"I have determined that India has not assured the United States that India will provide equitable and reasonable access to its markets," President Donald Trump said in a proclamation issued by the White House.
As of June 5th, India will be terminated from its designation as a beneficiary developing country. The move adds one more front to Trump's global trade wars. It comes as Trump took new aim at Mexico this week with threatened tariffs if the country does not step up its immigration enforcement actions. The President has also promised new levies on China amid an impasse in negotiations over a renewed trade deal, and is considering a ban on foreign auto imports.

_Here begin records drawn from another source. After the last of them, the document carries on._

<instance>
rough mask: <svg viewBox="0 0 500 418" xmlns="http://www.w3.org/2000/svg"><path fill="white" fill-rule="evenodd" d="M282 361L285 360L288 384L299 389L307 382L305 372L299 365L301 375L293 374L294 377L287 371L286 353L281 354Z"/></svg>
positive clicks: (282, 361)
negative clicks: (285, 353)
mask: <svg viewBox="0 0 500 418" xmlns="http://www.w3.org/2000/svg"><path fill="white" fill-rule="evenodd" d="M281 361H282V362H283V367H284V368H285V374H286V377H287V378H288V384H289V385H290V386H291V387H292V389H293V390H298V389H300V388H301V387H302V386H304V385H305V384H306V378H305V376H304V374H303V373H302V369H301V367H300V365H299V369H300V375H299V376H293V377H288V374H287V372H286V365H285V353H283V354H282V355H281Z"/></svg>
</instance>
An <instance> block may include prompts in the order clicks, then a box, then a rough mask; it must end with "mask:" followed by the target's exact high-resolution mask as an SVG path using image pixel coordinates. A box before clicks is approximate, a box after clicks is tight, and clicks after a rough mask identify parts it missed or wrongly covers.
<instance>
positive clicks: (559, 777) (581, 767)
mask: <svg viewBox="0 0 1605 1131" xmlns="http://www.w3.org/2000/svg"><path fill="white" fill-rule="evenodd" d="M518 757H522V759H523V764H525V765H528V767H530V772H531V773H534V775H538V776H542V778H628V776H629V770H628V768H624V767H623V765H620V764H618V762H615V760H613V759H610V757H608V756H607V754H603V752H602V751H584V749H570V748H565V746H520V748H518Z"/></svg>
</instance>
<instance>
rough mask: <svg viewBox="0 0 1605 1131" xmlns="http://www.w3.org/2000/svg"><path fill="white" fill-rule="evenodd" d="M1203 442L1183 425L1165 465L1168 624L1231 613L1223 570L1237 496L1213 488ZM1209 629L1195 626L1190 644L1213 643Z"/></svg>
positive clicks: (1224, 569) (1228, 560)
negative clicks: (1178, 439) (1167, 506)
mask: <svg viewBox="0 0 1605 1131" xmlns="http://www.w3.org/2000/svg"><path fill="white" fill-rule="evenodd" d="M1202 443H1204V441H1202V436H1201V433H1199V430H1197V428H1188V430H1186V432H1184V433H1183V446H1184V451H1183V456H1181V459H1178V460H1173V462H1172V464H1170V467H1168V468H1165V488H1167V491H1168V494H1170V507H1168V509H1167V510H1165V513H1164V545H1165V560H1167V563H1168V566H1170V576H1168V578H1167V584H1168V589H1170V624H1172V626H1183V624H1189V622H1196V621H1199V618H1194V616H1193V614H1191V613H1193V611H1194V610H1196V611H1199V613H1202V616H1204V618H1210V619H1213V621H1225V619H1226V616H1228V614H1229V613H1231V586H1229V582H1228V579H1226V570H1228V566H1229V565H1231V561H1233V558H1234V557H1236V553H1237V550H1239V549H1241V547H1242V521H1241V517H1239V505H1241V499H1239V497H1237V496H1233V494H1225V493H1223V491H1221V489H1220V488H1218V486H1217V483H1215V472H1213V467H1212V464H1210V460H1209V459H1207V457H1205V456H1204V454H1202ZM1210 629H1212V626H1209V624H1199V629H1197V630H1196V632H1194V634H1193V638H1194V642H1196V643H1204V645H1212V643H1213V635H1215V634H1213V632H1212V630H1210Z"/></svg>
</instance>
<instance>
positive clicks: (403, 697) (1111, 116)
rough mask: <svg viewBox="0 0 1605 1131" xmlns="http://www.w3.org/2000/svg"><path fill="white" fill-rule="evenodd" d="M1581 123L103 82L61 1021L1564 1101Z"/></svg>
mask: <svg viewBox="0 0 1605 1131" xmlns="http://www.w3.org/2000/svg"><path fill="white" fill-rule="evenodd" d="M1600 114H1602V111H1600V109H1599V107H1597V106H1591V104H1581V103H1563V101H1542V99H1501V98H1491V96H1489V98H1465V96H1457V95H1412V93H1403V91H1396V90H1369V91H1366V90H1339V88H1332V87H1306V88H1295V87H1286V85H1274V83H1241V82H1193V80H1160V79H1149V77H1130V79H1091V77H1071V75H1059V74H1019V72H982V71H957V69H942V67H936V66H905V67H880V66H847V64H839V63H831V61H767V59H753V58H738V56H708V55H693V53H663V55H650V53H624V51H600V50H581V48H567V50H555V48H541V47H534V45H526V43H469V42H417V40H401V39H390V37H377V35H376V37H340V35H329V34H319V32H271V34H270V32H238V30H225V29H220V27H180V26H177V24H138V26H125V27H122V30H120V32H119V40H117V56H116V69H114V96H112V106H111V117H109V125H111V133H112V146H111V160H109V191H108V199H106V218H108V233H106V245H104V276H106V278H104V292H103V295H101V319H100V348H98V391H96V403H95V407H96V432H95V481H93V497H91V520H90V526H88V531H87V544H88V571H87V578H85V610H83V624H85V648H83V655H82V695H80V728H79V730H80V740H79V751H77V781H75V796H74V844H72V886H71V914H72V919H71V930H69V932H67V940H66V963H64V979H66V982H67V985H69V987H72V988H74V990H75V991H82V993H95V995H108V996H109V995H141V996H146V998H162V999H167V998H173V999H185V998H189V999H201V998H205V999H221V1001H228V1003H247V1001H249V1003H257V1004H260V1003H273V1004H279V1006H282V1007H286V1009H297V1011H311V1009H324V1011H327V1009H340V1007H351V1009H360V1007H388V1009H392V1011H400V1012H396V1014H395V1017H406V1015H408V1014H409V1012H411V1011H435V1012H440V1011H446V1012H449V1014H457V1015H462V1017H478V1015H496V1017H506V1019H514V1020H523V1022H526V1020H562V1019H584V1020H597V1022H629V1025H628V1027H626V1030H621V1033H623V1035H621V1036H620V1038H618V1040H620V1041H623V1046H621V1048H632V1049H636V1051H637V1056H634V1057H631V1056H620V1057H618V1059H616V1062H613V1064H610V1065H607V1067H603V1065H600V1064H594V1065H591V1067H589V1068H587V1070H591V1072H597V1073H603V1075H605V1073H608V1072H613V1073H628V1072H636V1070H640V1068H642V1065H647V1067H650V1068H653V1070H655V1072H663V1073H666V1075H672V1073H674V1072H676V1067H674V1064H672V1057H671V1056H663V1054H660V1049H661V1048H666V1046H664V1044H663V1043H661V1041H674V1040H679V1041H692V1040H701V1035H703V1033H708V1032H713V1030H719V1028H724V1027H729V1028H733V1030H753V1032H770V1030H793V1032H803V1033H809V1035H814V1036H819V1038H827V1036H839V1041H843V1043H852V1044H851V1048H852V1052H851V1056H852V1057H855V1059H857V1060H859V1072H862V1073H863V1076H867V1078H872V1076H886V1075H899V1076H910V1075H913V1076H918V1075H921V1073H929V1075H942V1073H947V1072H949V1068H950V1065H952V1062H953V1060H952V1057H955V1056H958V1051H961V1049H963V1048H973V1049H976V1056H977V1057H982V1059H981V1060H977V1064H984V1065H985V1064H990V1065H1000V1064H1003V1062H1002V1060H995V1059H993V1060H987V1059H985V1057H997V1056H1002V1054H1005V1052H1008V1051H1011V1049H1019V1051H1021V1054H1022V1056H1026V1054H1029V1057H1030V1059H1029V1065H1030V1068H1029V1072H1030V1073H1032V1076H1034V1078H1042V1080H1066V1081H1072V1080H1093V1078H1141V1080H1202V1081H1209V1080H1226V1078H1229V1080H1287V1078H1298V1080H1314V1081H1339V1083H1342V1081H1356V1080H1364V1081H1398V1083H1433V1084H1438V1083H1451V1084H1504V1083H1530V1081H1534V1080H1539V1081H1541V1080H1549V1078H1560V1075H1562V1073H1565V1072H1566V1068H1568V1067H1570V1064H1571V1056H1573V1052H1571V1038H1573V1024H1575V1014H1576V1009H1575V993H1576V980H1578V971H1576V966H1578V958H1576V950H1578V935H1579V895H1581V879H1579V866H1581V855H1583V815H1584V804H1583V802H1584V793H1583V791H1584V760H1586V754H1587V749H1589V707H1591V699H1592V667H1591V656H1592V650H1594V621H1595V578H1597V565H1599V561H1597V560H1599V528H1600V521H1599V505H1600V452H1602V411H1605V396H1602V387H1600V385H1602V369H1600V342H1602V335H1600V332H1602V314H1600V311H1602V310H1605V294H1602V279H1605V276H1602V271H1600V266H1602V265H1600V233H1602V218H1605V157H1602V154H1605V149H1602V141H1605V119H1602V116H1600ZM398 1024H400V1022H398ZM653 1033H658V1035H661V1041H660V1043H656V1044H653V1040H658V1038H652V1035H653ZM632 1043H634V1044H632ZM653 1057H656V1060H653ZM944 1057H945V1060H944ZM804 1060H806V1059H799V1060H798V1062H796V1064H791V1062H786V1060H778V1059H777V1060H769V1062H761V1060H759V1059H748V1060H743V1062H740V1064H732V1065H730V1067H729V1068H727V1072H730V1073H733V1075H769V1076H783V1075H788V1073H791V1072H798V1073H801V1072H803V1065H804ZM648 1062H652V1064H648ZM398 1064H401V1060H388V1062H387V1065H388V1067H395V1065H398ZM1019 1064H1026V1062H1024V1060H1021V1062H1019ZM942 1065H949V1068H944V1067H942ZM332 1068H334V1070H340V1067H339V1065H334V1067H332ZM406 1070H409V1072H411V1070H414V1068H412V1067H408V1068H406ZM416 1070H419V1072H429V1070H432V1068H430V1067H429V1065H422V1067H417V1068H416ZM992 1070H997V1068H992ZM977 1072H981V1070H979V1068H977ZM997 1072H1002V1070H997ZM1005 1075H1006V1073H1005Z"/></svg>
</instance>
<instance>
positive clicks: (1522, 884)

India will be removed from the preferential trade program, known as the Generalized System of Preferences, which gives developing countries easier access to the US market and lowers US duties on their exports. The White House also removed Turkey from the GSP program.
The tariffs will apply to "large residence" washing machines and solar cells and panels from India.
The US announcement comes two days after India's Narendra Modi was sworn in for a second straight term as prime minister.
In a statement Saturday, India's government said it was "unfortunate" that the US did not accept India's offer of a resolution.
"In any relationship, in particular in the area of economic ties, there are ongoing issues which get resolved mutually from time to time. We view this issue as a part of this regular process and will continue to build on our strong ties with the US, both economic and people-to-people," the statement read.
Tensions between the two countries have increased in recent years over trade.
Trump has repeatedly slammed Indian duties on US goods, including on motorcycles. In a letter to Congress back in March, Trump signaled his intentions to remove India from the GSP and accused the nation of unfairly shutting out American businesses.
India was one of several countries affected by US steel and aluminum tariffs last year. The Indian government announced it will impose tariffs on US goods worth $240 million, but postponed putting them into effect several times.